I am trying to build the function scaled_dot_product_attention(q, k, v, mask)
-done matmul between q and k transverse
-determined the size of dk using dk.size
-determined scaled_attention_logiits dividing matmul by sqrt of dk.size
-added the mask*1e-9 with scaled_attention_logits
-determined attention_weights = tf.keras.activations.softmax(scaled_attention_logits, axis = -1)
-done matmul between attention_weights and v
I spent quite a lot of time on this generating random arrays and the results were absolutely fine. But the unit test is showing the error: assert tf.is_tensor(attention), “Output must be a tensor”
What could possible go wrong here? I checked the attention_weights type. It showed it to be a tennsor. Really frustrated.
assert np.allclose(weights, [[0.2589478, 0.42693272, 0.15705977, 0.15705977],
[0.2772748, 0.2772748, 0.2772748, 0.16817567],
[0.33620113, 0.33620113, 0.12368149, 0.2039163 ]])
in the unit test, the assert statement above didn’t include any error message, so it could be misleading as where the actual error happens. when you see the error “Output must be a tensor”, it could because you didn’t pass the previous “np.allclose” assert statement, instead of the “tf.is_tensor” statement.
possibly your attention weights are incorrect.
Dude, I have been stuck at this part for the last 4 hours. If someone can please save my laptop from being thrown out of the window, then help. This is what I am doing -
(Solution code removed by staff as sharing it publicly is against the Code of Honour)
Answer: Choose the second dimension of the k array and get the size
You are not getting the Output is not a tensor error. If you print each results, most of them are tensors.
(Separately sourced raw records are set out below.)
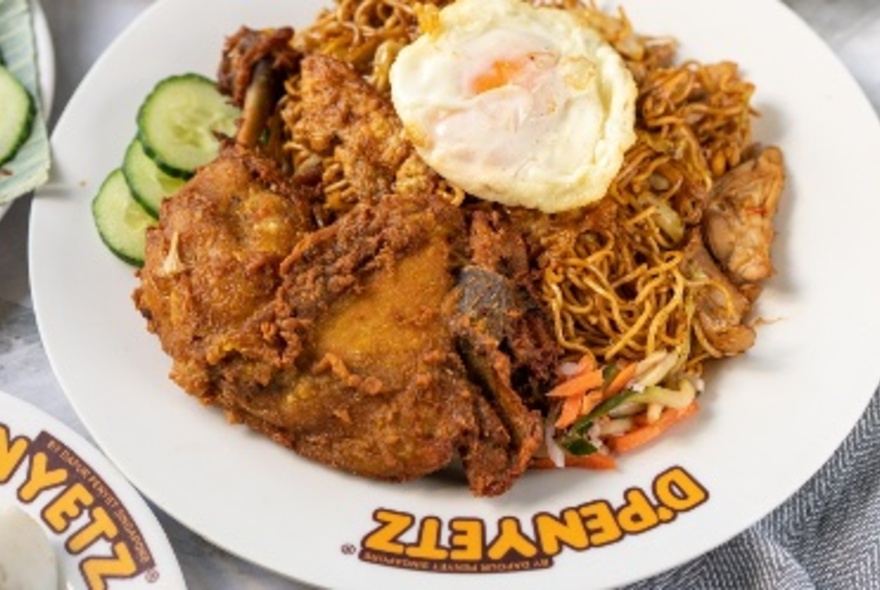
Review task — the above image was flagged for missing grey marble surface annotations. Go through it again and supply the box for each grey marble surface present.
[0,0,880,590]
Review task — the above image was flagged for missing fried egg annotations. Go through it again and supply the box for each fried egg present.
[390,0,637,213]
[0,506,58,590]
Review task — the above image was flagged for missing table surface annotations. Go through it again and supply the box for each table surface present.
[0,0,880,590]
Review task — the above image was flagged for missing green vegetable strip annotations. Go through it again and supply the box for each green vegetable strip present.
[0,0,50,204]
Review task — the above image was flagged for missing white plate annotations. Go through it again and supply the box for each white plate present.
[30,0,880,589]
[0,0,55,219]
[0,391,185,590]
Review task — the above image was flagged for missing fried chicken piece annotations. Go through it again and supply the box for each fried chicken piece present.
[134,146,312,401]
[703,147,785,284]
[217,27,300,162]
[681,231,755,355]
[217,27,300,108]
[293,55,439,202]
[254,196,541,495]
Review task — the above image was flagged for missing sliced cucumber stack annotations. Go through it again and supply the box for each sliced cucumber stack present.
[93,71,241,266]
[122,138,186,219]
[137,74,241,178]
[0,66,37,165]
[92,169,156,266]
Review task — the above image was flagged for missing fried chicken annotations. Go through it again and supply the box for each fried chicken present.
[134,146,312,401]
[134,37,556,495]
[703,147,785,284]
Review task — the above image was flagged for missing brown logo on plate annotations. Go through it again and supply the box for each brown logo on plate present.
[0,423,157,590]
[358,466,709,573]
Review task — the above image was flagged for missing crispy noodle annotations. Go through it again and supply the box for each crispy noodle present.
[282,0,754,375]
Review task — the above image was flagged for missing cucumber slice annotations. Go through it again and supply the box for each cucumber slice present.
[137,74,241,178]
[122,138,186,219]
[92,168,156,266]
[0,66,37,165]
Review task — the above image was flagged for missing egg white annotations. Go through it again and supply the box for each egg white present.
[390,0,637,213]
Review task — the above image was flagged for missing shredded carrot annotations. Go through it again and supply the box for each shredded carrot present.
[605,363,639,399]
[581,389,602,416]
[554,395,582,428]
[605,402,699,453]
[529,453,617,469]
[547,369,602,397]
[574,353,598,375]
[565,453,617,469]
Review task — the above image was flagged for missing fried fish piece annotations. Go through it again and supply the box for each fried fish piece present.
[260,195,541,495]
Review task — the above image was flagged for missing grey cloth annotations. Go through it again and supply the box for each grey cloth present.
[628,392,880,590]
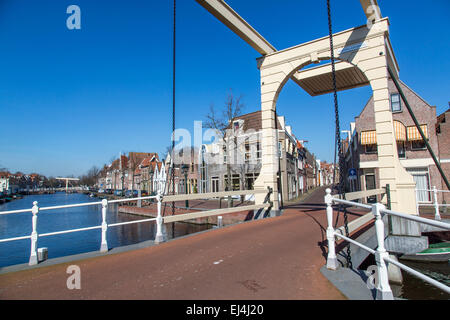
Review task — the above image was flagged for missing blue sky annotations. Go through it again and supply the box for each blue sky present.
[0,0,450,176]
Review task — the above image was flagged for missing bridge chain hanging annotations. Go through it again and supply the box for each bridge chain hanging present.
[327,0,352,268]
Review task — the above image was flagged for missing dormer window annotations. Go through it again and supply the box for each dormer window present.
[233,121,239,132]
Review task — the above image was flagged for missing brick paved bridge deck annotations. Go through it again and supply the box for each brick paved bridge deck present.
[0,189,366,300]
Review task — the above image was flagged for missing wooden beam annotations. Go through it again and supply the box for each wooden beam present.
[162,190,268,202]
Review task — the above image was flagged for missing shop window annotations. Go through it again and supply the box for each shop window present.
[397,142,406,159]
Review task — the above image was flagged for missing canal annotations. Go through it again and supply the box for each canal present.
[0,192,212,268]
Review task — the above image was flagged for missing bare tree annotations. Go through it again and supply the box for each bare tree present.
[205,90,244,207]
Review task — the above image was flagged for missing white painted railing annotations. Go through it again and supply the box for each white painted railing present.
[0,190,272,265]
[416,186,450,220]
[325,189,450,300]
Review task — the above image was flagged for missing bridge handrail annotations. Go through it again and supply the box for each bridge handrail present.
[333,188,386,200]
[325,189,450,300]
[0,188,272,265]
[416,186,450,220]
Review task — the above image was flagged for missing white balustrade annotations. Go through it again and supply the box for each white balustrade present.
[28,201,39,266]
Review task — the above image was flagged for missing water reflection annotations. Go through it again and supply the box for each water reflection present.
[0,193,212,267]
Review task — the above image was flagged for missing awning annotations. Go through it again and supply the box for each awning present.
[408,124,428,141]
[361,130,377,145]
[394,120,406,141]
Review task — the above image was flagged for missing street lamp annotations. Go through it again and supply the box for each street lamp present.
[181,164,189,208]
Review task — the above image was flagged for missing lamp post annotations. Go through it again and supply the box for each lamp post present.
[181,164,189,208]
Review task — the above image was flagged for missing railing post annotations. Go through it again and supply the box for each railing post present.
[28,201,39,266]
[325,188,338,270]
[372,203,394,300]
[433,186,441,220]
[100,199,108,252]
[155,192,164,243]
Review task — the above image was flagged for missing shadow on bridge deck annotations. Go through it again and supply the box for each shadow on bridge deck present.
[0,189,372,300]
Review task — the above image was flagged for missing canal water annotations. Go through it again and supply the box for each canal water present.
[0,192,212,268]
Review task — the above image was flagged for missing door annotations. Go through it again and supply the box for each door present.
[365,174,377,203]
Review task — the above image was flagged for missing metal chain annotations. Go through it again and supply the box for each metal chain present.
[327,0,352,268]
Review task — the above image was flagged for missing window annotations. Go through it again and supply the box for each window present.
[256,142,262,159]
[391,93,402,112]
[211,177,219,192]
[244,172,259,190]
[397,141,406,159]
[365,174,377,203]
[411,140,426,150]
[233,121,239,132]
[223,174,241,191]
[223,146,227,163]
[406,168,431,202]
[366,144,378,153]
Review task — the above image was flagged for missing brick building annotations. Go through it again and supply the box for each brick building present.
[436,109,450,204]
[345,80,450,202]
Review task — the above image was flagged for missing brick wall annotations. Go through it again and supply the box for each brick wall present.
[355,80,450,202]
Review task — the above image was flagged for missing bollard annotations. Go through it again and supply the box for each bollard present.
[100,199,108,252]
[372,203,394,300]
[433,186,441,220]
[155,192,164,243]
[28,201,39,266]
[325,188,338,270]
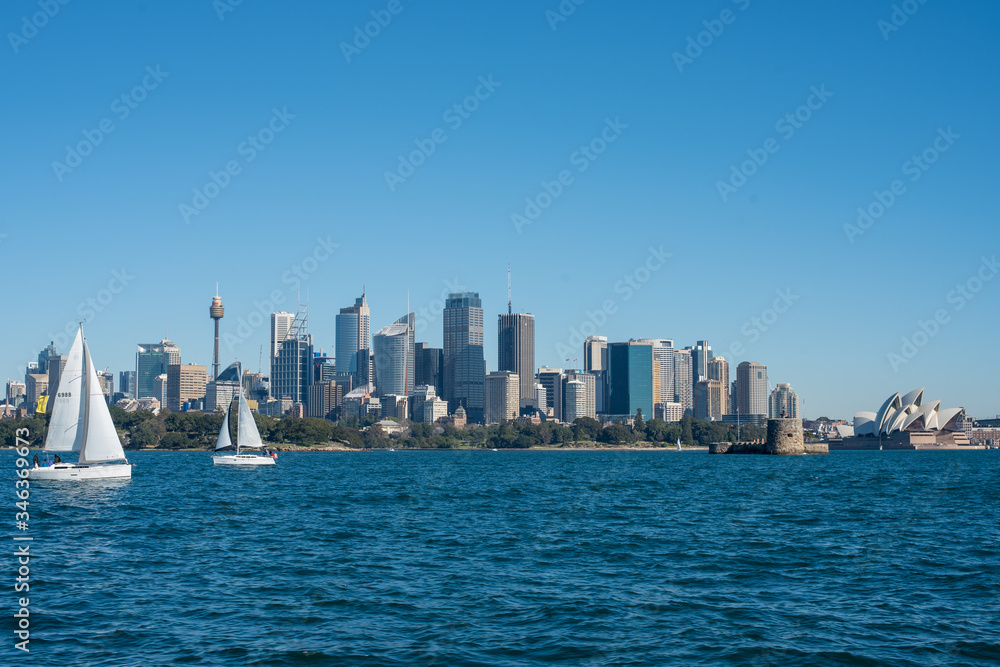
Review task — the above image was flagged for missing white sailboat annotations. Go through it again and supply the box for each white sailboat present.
[212,372,277,466]
[28,324,132,480]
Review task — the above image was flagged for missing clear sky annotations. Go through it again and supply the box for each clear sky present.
[0,0,1000,417]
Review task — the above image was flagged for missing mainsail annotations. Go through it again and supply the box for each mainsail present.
[78,341,125,463]
[45,327,86,452]
[236,385,264,449]
[215,410,233,450]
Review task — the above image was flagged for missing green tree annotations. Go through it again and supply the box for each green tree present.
[599,424,635,445]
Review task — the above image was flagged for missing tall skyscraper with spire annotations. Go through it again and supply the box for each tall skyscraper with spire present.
[443,292,486,422]
[334,292,371,384]
[208,283,226,380]
[497,265,535,406]
[372,313,416,396]
[270,306,313,405]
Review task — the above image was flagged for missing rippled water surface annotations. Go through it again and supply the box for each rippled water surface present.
[7,451,1000,666]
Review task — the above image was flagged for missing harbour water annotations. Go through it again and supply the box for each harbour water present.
[9,451,1000,667]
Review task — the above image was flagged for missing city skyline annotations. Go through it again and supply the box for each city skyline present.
[3,280,991,421]
[0,0,1000,416]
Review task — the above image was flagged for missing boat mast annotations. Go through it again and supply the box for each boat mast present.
[77,322,90,461]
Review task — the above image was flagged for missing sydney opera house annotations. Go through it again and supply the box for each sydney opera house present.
[830,388,982,450]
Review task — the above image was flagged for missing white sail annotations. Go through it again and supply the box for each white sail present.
[215,408,233,450]
[236,381,264,449]
[78,341,125,463]
[45,328,86,452]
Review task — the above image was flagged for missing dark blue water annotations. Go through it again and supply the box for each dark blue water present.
[0,451,1000,667]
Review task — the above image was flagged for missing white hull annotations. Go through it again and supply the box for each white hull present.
[212,454,274,466]
[28,463,132,480]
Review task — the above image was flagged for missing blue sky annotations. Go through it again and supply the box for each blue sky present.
[0,0,1000,417]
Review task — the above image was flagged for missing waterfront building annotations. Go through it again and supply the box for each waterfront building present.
[410,385,448,424]
[653,403,684,422]
[307,380,344,419]
[118,371,136,398]
[538,367,563,421]
[163,364,208,412]
[483,371,521,424]
[694,380,726,421]
[413,343,444,396]
[334,292,371,385]
[372,313,416,400]
[152,373,168,408]
[636,338,674,403]
[674,349,694,416]
[497,312,535,406]
[270,311,295,364]
[830,387,982,450]
[134,338,181,405]
[688,340,712,382]
[768,382,799,419]
[443,292,486,423]
[608,341,653,419]
[708,357,730,415]
[48,354,69,396]
[270,312,314,405]
[24,373,49,409]
[535,382,549,415]
[562,370,597,424]
[583,336,608,371]
[736,361,767,417]
[563,376,593,424]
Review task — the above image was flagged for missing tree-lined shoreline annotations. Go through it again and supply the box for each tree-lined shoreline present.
[0,406,765,451]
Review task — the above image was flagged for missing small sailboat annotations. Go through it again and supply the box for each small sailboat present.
[28,324,132,480]
[212,373,278,466]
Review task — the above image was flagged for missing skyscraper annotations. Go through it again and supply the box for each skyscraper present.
[563,376,593,424]
[736,361,767,418]
[372,313,416,397]
[691,340,712,382]
[134,338,181,399]
[497,313,535,403]
[562,370,598,424]
[635,338,674,403]
[674,350,694,415]
[49,354,69,396]
[413,343,444,396]
[270,313,313,405]
[583,336,608,371]
[483,371,521,424]
[334,292,371,386]
[694,380,726,421]
[118,371,136,398]
[708,357,731,415]
[768,382,799,419]
[208,283,227,380]
[443,292,486,422]
[164,364,208,412]
[608,341,653,419]
[271,311,295,365]
[538,368,563,421]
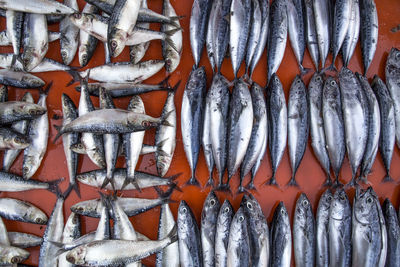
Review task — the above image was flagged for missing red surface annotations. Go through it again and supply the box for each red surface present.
[0,0,400,265]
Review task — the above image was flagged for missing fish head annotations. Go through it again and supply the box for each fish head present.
[65,245,86,265]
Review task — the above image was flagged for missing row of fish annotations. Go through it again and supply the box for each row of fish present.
[190,0,378,80]
[177,187,400,267]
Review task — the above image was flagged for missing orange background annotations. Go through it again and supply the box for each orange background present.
[0,0,400,265]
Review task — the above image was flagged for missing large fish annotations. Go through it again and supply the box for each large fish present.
[267,74,287,185]
[181,66,206,185]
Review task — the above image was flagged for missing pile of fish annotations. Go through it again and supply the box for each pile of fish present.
[177,187,400,267]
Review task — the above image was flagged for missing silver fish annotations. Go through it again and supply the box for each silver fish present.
[360,0,379,75]
[322,77,346,185]
[239,83,268,192]
[267,73,288,185]
[267,0,288,82]
[339,67,368,185]
[308,73,332,186]
[181,66,206,185]
[270,201,292,267]
[371,75,396,182]
[328,188,352,266]
[293,193,315,266]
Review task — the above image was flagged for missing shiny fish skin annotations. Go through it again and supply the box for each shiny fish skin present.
[307,73,332,185]
[352,187,382,266]
[181,67,206,185]
[287,75,308,186]
[239,83,268,192]
[385,47,400,147]
[267,0,288,82]
[270,201,292,267]
[315,189,333,267]
[328,188,352,267]
[214,199,235,267]
[382,198,400,267]
[360,0,378,76]
[339,67,368,186]
[227,78,254,191]
[200,191,220,266]
[293,193,315,267]
[371,75,396,182]
[356,73,381,182]
[322,77,346,185]
[267,74,288,185]
[209,73,230,186]
[189,0,212,68]
[240,194,270,267]
[177,200,203,267]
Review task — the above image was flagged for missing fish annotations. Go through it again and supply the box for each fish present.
[249,0,269,78]
[313,0,332,69]
[240,194,270,267]
[293,193,315,266]
[328,188,352,266]
[0,197,47,224]
[0,69,45,89]
[76,168,180,191]
[351,187,382,266]
[214,199,235,267]
[307,73,332,186]
[371,75,396,182]
[270,201,292,267]
[225,78,254,191]
[356,73,381,182]
[342,0,360,67]
[227,207,251,267]
[155,82,180,177]
[330,0,354,70]
[189,0,212,69]
[181,66,206,185]
[22,13,49,71]
[22,83,52,179]
[61,94,80,196]
[267,74,288,185]
[156,203,180,267]
[286,0,309,76]
[60,0,79,65]
[322,77,346,186]
[177,200,203,267]
[211,0,232,72]
[107,0,142,57]
[161,0,183,73]
[0,0,75,14]
[315,188,333,267]
[382,198,400,266]
[245,0,262,76]
[287,75,309,186]
[78,3,99,67]
[39,196,68,267]
[206,73,230,187]
[238,82,268,192]
[304,0,320,72]
[200,190,221,266]
[360,0,379,76]
[267,0,288,83]
[339,67,368,186]
[385,47,400,147]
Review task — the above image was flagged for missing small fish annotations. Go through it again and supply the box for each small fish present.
[181,66,207,185]
[177,200,203,267]
[328,188,352,266]
[270,201,292,267]
[267,74,288,185]
[371,75,396,182]
[293,193,315,267]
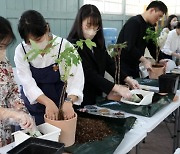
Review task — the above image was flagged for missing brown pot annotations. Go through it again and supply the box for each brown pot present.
[149,64,166,79]
[44,113,77,147]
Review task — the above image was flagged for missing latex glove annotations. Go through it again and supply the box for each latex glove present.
[45,101,59,120]
[125,77,140,89]
[62,102,74,120]
[112,84,132,99]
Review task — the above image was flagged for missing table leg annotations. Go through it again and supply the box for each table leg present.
[173,108,179,153]
[177,107,180,147]
[136,143,140,154]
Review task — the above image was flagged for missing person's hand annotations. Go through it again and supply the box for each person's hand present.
[62,102,74,120]
[159,59,168,66]
[10,111,35,129]
[125,77,140,89]
[112,84,132,99]
[45,101,59,120]
[142,58,152,71]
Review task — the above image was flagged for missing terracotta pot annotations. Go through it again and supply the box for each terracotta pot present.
[44,113,77,147]
[149,64,165,79]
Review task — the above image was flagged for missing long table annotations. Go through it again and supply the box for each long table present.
[114,91,180,154]
[0,91,180,154]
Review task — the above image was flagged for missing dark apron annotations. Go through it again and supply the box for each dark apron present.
[21,39,64,125]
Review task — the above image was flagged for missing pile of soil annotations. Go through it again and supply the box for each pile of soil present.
[76,117,114,143]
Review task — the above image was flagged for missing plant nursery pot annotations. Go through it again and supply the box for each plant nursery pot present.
[149,64,166,79]
[107,92,121,101]
[159,73,179,94]
[12,123,61,146]
[44,113,77,147]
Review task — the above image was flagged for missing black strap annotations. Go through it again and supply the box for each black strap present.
[21,38,63,64]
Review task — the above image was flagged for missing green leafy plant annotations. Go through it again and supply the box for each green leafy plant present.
[24,37,96,120]
[107,42,127,84]
[143,27,162,63]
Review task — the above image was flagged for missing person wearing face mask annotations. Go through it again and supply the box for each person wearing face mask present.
[162,22,180,65]
[14,10,84,125]
[0,16,35,147]
[158,14,178,72]
[117,1,167,78]
[67,4,139,107]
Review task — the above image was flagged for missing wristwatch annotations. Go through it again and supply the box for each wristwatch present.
[64,97,73,104]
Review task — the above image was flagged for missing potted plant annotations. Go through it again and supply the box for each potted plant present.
[25,38,96,147]
[107,42,127,101]
[143,28,165,79]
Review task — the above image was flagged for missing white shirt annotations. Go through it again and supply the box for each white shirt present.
[14,35,84,105]
[162,29,180,55]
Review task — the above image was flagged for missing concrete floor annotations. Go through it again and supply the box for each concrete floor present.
[130,122,174,154]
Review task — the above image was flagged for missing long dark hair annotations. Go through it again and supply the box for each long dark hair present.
[18,10,48,42]
[0,16,15,45]
[146,1,168,14]
[67,4,104,48]
[165,14,178,30]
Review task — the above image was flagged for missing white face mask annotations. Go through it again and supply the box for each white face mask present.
[37,39,48,50]
[83,29,97,40]
[0,49,6,61]
[171,21,178,27]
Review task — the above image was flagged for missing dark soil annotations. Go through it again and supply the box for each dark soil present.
[76,117,113,143]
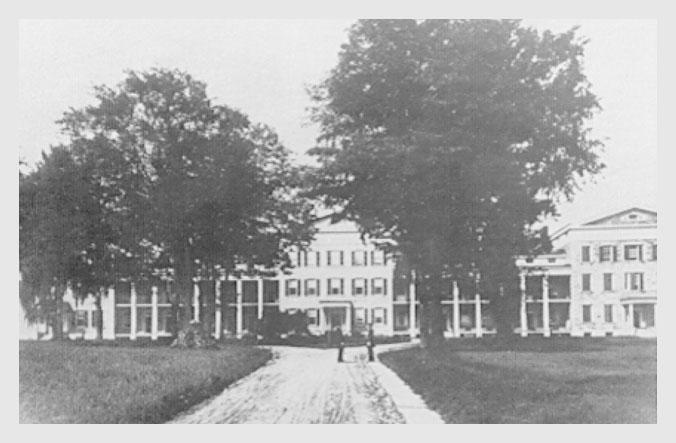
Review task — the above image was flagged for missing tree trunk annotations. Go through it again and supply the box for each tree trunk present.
[200,280,216,335]
[418,274,444,348]
[52,284,64,341]
[175,242,195,329]
[418,236,444,347]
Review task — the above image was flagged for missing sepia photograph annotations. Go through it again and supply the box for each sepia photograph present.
[17,14,663,429]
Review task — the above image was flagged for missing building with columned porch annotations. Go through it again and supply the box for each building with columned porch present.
[517,208,657,336]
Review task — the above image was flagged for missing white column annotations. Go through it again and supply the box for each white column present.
[129,283,136,340]
[408,271,416,338]
[235,279,244,338]
[150,286,160,340]
[345,306,352,335]
[192,283,200,321]
[257,278,263,320]
[317,306,326,333]
[214,279,223,340]
[385,276,396,335]
[542,274,551,337]
[453,281,460,337]
[101,286,115,339]
[519,272,528,337]
[474,292,484,337]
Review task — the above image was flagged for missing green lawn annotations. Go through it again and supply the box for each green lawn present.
[381,337,657,423]
[19,342,271,423]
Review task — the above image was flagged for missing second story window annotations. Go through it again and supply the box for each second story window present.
[303,251,320,268]
[352,278,367,295]
[371,278,387,295]
[599,245,615,262]
[285,279,300,297]
[603,272,613,291]
[624,245,643,261]
[305,278,319,297]
[327,278,343,295]
[326,251,343,266]
[352,251,366,266]
[582,274,591,291]
[371,250,385,266]
[624,272,643,291]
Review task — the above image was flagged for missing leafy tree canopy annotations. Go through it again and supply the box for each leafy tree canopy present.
[311,20,602,340]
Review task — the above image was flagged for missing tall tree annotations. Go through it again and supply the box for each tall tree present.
[61,69,311,332]
[19,146,112,339]
[311,20,602,344]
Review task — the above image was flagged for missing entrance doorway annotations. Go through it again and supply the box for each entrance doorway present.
[324,308,347,331]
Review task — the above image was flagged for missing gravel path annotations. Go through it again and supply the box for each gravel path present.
[172,347,404,423]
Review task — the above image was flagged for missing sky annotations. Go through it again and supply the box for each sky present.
[18,20,657,230]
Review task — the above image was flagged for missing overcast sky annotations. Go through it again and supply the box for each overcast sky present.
[19,20,657,229]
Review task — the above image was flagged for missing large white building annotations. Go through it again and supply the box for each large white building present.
[517,208,657,336]
[20,208,657,340]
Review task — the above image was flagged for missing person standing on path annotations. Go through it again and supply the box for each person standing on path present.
[333,326,345,363]
[366,323,376,361]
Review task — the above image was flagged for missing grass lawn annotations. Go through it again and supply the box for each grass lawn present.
[19,342,271,423]
[381,337,657,423]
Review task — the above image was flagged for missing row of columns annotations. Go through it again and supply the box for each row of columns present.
[193,279,268,339]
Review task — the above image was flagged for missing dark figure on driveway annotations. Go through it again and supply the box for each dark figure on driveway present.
[333,327,345,363]
[366,323,376,361]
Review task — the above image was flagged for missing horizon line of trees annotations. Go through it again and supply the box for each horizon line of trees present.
[19,20,603,346]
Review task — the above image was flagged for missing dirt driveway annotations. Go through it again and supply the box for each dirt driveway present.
[173,347,404,423]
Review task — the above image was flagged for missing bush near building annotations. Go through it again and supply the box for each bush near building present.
[19,342,271,423]
[380,337,657,423]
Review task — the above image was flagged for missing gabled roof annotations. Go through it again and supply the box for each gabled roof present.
[582,207,657,226]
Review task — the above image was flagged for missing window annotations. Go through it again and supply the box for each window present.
[373,308,387,325]
[624,245,643,261]
[305,251,320,268]
[328,278,343,295]
[305,309,319,326]
[289,250,301,268]
[92,310,101,328]
[599,245,615,262]
[305,278,319,297]
[582,305,591,323]
[371,278,387,295]
[603,305,613,323]
[286,279,300,297]
[603,272,613,291]
[352,278,367,295]
[371,251,385,266]
[582,274,591,291]
[326,251,343,266]
[624,272,643,291]
[352,251,366,266]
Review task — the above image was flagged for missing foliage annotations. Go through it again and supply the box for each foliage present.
[19,146,114,338]
[55,69,311,329]
[311,20,602,338]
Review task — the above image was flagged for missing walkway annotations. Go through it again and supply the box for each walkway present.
[173,347,441,423]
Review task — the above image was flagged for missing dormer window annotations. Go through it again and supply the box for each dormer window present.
[624,245,643,261]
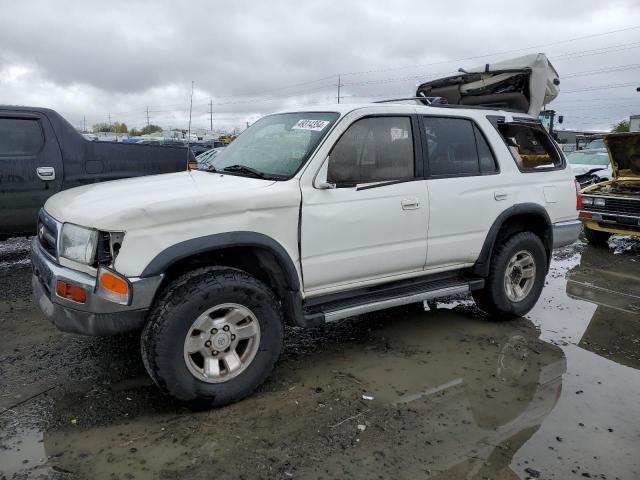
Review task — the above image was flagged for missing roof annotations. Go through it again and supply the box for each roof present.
[275,100,534,119]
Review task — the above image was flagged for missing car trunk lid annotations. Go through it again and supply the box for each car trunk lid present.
[604,132,640,180]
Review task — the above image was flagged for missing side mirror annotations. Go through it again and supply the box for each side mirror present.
[313,155,336,190]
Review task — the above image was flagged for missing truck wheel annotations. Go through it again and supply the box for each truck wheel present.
[584,225,612,247]
[473,232,547,320]
[141,267,283,408]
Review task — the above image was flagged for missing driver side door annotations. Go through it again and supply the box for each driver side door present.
[301,115,429,295]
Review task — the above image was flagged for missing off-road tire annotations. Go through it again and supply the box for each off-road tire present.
[473,232,547,321]
[141,267,283,408]
[584,225,613,247]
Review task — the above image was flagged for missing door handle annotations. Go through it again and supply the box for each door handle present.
[36,167,56,182]
[400,198,420,210]
[493,192,508,202]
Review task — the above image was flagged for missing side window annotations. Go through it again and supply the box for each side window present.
[0,118,44,157]
[327,117,415,187]
[473,125,498,173]
[423,117,497,177]
[497,123,562,172]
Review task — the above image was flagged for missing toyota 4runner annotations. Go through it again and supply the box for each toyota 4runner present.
[32,99,580,406]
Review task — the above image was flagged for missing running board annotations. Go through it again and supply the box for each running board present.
[305,279,484,325]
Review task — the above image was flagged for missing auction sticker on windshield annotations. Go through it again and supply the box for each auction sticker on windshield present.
[291,119,330,132]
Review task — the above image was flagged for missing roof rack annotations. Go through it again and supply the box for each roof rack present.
[373,97,449,106]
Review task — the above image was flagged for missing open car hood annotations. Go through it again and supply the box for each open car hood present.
[604,132,640,179]
[416,53,560,117]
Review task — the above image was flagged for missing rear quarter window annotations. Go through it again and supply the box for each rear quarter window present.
[0,117,44,157]
[496,122,564,172]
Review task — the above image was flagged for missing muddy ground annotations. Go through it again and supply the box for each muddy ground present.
[0,238,640,479]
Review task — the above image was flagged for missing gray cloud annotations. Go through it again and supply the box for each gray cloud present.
[0,0,640,128]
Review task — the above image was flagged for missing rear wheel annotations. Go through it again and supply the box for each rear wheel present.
[584,225,613,247]
[473,232,547,320]
[141,268,283,407]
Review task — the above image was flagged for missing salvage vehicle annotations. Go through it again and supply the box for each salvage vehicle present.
[567,148,613,188]
[416,53,560,117]
[0,106,193,240]
[32,99,581,406]
[580,132,640,246]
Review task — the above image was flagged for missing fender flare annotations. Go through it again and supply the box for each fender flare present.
[140,231,300,291]
[472,203,553,277]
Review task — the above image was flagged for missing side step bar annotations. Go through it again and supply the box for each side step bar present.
[305,278,484,325]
It is just your error is the line before the “output is not a tensor”. The error is the wrong values of the weights.
Yes, that’s correct. In the assignment, dk is the dimensionality of the query and key vectors. We calculate attention weights later by dividing the dot product between key and query by the square root of dk.
I think when I added transpose_b=True in the matmul_qk calculation instead of explicitly inverting the k values helped me. Not 100% sure because I did add a few more small changes. but thanks a lot mentor!